A $300 million Budget boost for land transport is expected to pay for about 7km of road - roughly the cost of the proposed new stretch of motorway from Albany to Puhoi.
A leading roading lobby group yesterday criticised the announcement, saying it would do little to speed up the "glacial pace" of New Zealand's infrastructure development.
Stephen Selwood, chief executive of the Council for Infrastructure Development, said the money would not result in any major new projects being started or completed.
The increase will come in three $100 million instalments from next year.
Transport Minister Pete Hodgson said it would raise the amount in the National Land Transport Fund to more than $8.4 billion over the next four years.
The strength of the economy meant the increases could be made without taking money away from other areas.
"This Government is building up the nation's vital infrastructure and wiping out a legacy of neglect," Mr Hodgson said.
But Mr Selwood said the money would only enable treading water.

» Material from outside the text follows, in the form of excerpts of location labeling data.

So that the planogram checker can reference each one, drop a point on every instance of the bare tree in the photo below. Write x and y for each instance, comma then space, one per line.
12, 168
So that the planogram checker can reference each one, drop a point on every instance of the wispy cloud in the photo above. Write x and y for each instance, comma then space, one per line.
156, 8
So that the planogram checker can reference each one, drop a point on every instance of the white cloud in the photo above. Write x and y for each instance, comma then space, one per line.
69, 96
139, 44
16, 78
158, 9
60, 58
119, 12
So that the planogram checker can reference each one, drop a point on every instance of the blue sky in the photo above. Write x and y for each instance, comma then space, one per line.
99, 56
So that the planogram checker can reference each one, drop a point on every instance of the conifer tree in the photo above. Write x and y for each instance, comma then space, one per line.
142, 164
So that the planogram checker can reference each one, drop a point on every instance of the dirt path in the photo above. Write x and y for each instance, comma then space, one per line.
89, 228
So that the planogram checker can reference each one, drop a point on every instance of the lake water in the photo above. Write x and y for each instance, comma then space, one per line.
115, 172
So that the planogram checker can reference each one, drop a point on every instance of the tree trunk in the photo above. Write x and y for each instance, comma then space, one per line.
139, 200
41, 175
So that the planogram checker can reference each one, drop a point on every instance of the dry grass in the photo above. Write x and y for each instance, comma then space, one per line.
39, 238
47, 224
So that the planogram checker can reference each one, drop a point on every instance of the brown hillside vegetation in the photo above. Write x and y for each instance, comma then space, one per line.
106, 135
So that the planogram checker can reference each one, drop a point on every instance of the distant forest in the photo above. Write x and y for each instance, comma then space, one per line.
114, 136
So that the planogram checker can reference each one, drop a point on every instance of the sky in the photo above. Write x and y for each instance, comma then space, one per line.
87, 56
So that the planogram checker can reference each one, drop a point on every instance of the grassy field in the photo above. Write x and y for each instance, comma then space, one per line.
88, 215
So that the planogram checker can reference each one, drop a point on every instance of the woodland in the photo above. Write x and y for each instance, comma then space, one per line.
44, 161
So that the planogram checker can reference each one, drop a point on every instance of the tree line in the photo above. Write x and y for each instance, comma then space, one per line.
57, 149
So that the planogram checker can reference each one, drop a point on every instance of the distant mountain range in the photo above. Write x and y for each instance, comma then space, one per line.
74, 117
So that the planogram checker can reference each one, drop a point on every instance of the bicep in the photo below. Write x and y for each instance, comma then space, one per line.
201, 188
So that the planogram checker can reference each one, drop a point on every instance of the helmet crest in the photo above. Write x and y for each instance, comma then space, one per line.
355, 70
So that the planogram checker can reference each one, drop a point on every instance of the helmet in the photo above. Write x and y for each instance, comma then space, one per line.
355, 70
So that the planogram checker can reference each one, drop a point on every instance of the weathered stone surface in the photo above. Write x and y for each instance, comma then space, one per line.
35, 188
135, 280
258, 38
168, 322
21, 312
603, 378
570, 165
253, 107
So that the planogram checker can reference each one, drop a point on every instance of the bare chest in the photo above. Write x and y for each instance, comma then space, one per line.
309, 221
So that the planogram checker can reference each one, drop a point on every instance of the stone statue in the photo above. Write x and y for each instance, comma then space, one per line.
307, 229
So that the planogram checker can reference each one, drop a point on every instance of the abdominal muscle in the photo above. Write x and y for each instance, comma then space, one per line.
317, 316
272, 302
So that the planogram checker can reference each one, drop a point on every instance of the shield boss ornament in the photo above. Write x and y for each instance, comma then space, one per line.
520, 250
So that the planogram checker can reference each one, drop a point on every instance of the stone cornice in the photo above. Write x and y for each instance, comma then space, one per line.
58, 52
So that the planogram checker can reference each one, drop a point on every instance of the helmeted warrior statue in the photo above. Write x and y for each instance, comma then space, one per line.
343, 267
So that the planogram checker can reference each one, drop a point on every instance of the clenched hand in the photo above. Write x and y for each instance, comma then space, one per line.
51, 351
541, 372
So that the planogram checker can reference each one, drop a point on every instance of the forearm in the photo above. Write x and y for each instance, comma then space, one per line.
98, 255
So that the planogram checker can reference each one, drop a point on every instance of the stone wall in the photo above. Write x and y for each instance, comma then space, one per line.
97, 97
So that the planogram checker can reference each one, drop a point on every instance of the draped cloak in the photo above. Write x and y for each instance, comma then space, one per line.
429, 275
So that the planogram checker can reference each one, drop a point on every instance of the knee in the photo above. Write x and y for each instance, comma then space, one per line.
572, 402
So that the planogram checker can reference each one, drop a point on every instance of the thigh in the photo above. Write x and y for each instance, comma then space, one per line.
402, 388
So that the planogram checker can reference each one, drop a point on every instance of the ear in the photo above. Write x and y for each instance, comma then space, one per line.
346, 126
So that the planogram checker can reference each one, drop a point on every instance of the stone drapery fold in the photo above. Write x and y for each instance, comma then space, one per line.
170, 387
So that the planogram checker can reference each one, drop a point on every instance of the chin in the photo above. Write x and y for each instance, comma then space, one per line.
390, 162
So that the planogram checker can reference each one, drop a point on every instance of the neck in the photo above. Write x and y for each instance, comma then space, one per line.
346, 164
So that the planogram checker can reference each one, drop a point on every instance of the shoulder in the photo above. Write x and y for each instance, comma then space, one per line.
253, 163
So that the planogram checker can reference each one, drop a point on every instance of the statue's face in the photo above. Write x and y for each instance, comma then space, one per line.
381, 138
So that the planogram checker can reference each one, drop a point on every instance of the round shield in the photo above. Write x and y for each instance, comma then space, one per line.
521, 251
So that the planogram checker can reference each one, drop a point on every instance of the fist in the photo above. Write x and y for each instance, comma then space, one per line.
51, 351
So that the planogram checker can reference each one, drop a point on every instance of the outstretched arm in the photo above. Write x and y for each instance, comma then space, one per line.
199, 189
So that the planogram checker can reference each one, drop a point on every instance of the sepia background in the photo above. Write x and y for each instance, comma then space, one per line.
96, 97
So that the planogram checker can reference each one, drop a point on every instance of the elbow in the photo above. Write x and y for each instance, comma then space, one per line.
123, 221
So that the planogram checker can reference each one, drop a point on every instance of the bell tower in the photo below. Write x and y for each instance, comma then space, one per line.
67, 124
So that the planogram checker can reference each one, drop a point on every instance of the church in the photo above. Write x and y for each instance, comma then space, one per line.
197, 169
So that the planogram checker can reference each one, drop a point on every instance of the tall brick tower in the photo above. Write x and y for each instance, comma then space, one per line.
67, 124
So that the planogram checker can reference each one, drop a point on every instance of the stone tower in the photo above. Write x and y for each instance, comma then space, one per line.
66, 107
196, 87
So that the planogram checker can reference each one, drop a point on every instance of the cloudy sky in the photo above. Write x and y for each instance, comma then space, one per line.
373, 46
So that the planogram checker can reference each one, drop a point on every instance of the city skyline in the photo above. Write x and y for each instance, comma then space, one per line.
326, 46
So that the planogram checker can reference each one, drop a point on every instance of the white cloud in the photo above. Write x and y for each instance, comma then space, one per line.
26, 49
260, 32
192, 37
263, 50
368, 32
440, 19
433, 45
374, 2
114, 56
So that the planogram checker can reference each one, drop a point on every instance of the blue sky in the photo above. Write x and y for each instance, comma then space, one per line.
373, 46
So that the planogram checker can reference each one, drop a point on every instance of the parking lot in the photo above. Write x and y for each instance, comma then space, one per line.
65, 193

Before the Budget announcements, increased costs had put in jeopardy a number of projects due to start before 2008, he said.
These included safety improvements and passing lanes at the State Highway 2 blackspot at Mangatawhiri, and the extra cash would mean these could go ahead.
"But major new roads like Auckland's Western Ring route, the Waikato Expressway, and an additional Auckland harbour crossing still remain well beyond the 10-year horizon and public transport initiatives will still be constrained by lack of funding," Mr Selwood said.
Exactly where the money will go, and how it will be prioritised, will not be known until the National Transport Plan is released in July.
Mr Hodgson said Government spending on transport was now 50 per cent more than it was in 1999.
But Mr Selwood said New Zealand's investment moved at a glacial pace compared with other countries.
Sydney's $2 billion M7 Westlink project and Melbourne's $4 billion Connect East project were being delivered through public-private partnerships within five years, from start to finish.
"Public-private partnerships empower the industry to get on with things and take responsibility if it does not, and that's what almost every major country does," Mr Selwood said.
New Zealand needed that kind of "paradigm shift" to secure its social and economic development.
His group had hoped for a clear signal of the Government's commitment to long-term capital investment to address the country's inadequate infrastructure, but this had not happened.